The Idea Dude


Friday, January 22, 2010

Great apps are not great on day one (or why there are more and more bad apps in the AppStore)

It's pretty common knowledge that unless you have deep pockets and high risk tolerance, it's really hard to market iPhone apps. If you follow the forums, advertising in traditional web channels are not that successful unless you doing it with a brand which generally means big bucks.

So the best way is to be mentioned by well known websites like New York Times, MacWorld or a raving blog celebrity. Given there are over 126,000 apps, that is like winning the lottery at best.

The reason why advertising on the web is tough is the context. Most people get their apps when they are actually on the iPhone, e.g. waiting for the bus, or having some time to kill. The first thing they do is look at the Top 25, What's Hot and New. Which means unless you're in the first 50, forget about mindshare.

In the past, updating your app meant you were actually put into the new list along with other brand new apps ensuring that at least for a day or two depending on your category, your app would potentially be seen by millions.

Now this may seem like people would be gaming the system by adding features just to get to the New list and we all did. But it wasn't a bad thing because given the 2-3 week cycle to approve apps in the past, no-one could really abuse the system. The most you could update your app was generally once a month.

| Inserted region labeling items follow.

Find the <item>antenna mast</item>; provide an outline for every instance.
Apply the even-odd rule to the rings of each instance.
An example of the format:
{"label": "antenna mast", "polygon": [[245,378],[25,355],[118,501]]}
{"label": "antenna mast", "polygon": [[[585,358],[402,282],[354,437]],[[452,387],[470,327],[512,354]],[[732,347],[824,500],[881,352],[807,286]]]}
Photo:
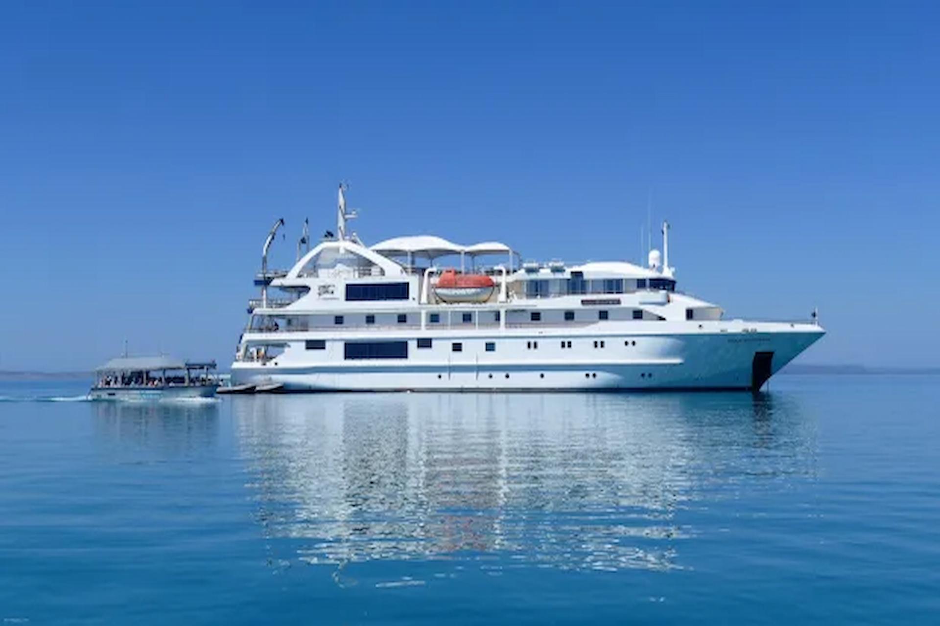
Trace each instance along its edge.
{"label": "antenna mast", "polygon": [[310,221],[307,220],[307,219],[306,219],[306,218],[304,220],[304,230],[301,233],[300,238],[297,239],[297,260],[298,261],[300,261],[300,257],[301,257],[301,253],[300,253],[301,246],[306,246],[306,250],[304,252],[305,254],[306,252],[310,252]]}
{"label": "antenna mast", "polygon": [[268,251],[271,250],[271,244],[274,241],[274,236],[277,235],[277,229],[284,225],[284,218],[279,218],[274,225],[271,227],[271,232],[268,233],[268,238],[264,240],[264,248],[261,249],[261,306],[268,306],[268,283],[271,282],[271,278],[268,276]]}
{"label": "antenna mast", "polygon": [[339,183],[339,202],[337,206],[337,236],[340,241],[346,237],[346,221],[352,220],[357,216],[355,210],[346,210],[346,190],[349,185]]}

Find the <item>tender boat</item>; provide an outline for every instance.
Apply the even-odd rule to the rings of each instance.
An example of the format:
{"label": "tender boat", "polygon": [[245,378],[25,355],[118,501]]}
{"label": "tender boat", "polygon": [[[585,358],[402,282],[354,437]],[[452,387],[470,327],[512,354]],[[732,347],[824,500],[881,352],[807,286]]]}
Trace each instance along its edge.
{"label": "tender boat", "polygon": [[486,302],[495,288],[496,283],[485,274],[464,274],[456,269],[446,269],[437,279],[434,295],[447,304]]}
{"label": "tender boat", "polygon": [[177,400],[212,398],[219,381],[215,361],[190,362],[172,357],[119,357],[95,370],[92,400]]}

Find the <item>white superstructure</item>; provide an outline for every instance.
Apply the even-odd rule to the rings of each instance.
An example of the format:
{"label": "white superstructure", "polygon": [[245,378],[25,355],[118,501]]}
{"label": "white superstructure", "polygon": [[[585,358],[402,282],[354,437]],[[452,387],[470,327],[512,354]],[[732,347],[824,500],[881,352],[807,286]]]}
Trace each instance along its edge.
{"label": "white superstructure", "polygon": [[[519,263],[507,245],[431,236],[367,246],[339,189],[337,234],[267,267],[232,384],[281,390],[758,389],[822,336],[816,320],[726,320],[676,290],[663,250]],[[302,243],[307,243],[305,234]],[[489,262],[494,265],[483,265]],[[451,271],[446,271],[451,269]],[[278,290],[279,297],[270,291]]]}

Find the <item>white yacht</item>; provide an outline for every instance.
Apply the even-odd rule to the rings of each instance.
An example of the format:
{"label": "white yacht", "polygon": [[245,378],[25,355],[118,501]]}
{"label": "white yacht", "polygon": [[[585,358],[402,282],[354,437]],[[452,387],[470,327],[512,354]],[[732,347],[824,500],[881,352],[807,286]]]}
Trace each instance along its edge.
{"label": "white yacht", "polygon": [[[262,252],[231,367],[243,391],[760,389],[820,339],[805,322],[725,319],[677,290],[663,252],[623,261],[521,263],[509,246],[347,232],[297,245],[288,271]],[[446,263],[446,261],[449,261]],[[274,290],[280,295],[274,297]]]}

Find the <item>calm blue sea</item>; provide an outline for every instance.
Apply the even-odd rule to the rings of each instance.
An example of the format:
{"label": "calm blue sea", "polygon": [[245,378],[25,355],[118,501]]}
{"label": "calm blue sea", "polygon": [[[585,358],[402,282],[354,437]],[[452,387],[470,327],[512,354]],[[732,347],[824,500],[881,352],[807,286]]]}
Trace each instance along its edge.
{"label": "calm blue sea", "polygon": [[940,623],[940,377],[84,390],[0,383],[0,623]]}

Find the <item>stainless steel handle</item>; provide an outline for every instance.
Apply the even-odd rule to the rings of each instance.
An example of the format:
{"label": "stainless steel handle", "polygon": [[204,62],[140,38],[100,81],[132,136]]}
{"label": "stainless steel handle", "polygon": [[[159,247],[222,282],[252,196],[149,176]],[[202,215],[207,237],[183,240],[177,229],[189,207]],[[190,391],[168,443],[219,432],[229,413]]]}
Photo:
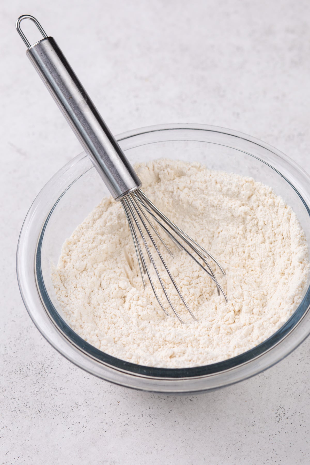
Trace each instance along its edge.
{"label": "stainless steel handle", "polygon": [[[20,27],[29,19],[43,39],[31,46]],[[138,189],[141,182],[53,37],[33,16],[23,15],[16,29],[26,54],[115,200]]]}

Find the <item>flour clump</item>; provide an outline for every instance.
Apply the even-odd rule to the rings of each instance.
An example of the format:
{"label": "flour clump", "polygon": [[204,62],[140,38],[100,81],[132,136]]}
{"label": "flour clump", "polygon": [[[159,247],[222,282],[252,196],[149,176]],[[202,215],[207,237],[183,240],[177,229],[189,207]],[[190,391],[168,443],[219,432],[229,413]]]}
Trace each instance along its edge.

There were no losers because developers were motivated to add more to the apps and users would get the benefit since all upgrades to apps are free. So for the community, it meant over time, the good apps really got better. Of course, if your app did really badly, you didn't care to update it anyway and it would sink to the bottom through natural attrition.

Late last year, that all changed. Only brand new apps made it to the new list and the updated apps were no where to be seen. I'm assuming that as the number of apps increased in the store, the number of updating apps exceeded the new apps, a problem that only gets worse as the total number of apps increases. So Apple stopped 'promoting' updated apps.

So what did that mean for developers with existing apps. Having lost one of the most important marketing channels, I believe a large number of them will stop updating their apps on a regular basis preferring to submit new ones. Worst still, since there is no rule about submitting similar apps, I believe many will and did basically reskin the same app and submit under a different name.

As a small developer, my choice when waking up in the morning is a) work on an existing app, b) work on a new app which will at least be seen by millions for a few days, c) change my existing app with a few new features and submit as a new app to get on the new list, d) make existing users pay for upgrades which is non-trivial requiring the developer to keep track of users and add a registration process.

So what's the upshot? The good apps don't get better or deeper in functionality. There will be a lot of similar apps that all do the same thing with very little depth. The number of apps increases dramatically increasing Apple's cost of maintaining the Appstore.

What's the quick fix? I agree that having updating apps swamp the New list is not desirable. But there should be another list, a Recently Updated list which does showcase updated apps. I'm sure it is a great way to resurrect tired apps, get developers a motivation to create really deep and useful apps and benefits the users because apps aren't generally great on day 1.

Here's the kicker. Great apps are generally not great on day one. Unless you're well-funded, the strategy most developers take is the spaghetti one. Throw something against the wall and see what sticks. If it sticks, make it better.

I would argue the best apps in the appstore are those that have been around at least 6 months and been updated 4-5 times. You can be sure many of the early bugs are fixed and a host of good features gleaned from user feedback are in there.

Email Signature Pro is a good case in point, it has grown with every update and 90% of the features added subsequent to the first release are from customer feedback. It meets the needs of our users because we listened. The only suggestions we didn't do were those that were not currently possible on the iPhone platform.

We have 28 other iPhones, many of them are free. Why would we spend a week updating a free app when there is very little marketing return. Unless it is a highly popular, there is no incentive.

We love the iPhone and the AppStore. But love doesn't pay the rent.